Now you have ten thousand servers, and they're not all the same, and many of them aren't just standalone servers but various types of infrastructure, from networking equipment to functions that get resources provisioned automatically by your datacenter VM management software or your cloud provider. Most of them don't do anything on their own, but work in a big cluster of other things. The data on the resources covers everything your company used to use, so you need many more data experts to determine how to recover it. The scale of the recovery effort isn't linear. Fortunately, your team is likely bigger, but that only goes so far.

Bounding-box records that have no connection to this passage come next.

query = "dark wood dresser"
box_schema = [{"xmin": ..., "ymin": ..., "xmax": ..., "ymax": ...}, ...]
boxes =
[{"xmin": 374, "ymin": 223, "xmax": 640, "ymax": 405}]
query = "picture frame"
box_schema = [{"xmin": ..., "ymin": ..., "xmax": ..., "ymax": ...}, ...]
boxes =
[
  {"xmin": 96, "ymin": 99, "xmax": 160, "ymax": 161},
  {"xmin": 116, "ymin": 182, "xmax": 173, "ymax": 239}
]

In such a situation, it often comes down to luck. Something may have evaded the attack because it was better secured, because it didn't work the way the attackers had planned, or for many other reasons. It can also be a great opportunity to change the systems. I usually have a long list of changes that would probably be good to make, but we don't do it because everything's running right now and making big changes could break something. Now that everything is broken and we're rebuilding from scratch anyway, it might make some sense to make improvements so that the new version is better. That adds delays as well.
So does EVERYTHING run on the one machine or network? It appears the ransomware attack took out absolutely everything! Surely the public facing website wasn't connected on the same LAN as every other device? I can see they may have hit a web server and got access to SQL, but the entire business??? Who "designed" and implemented this setup? I do hope this £9M is being spent on a different IT provider to the one that has already screwed them over with their original design, implementation and support fees.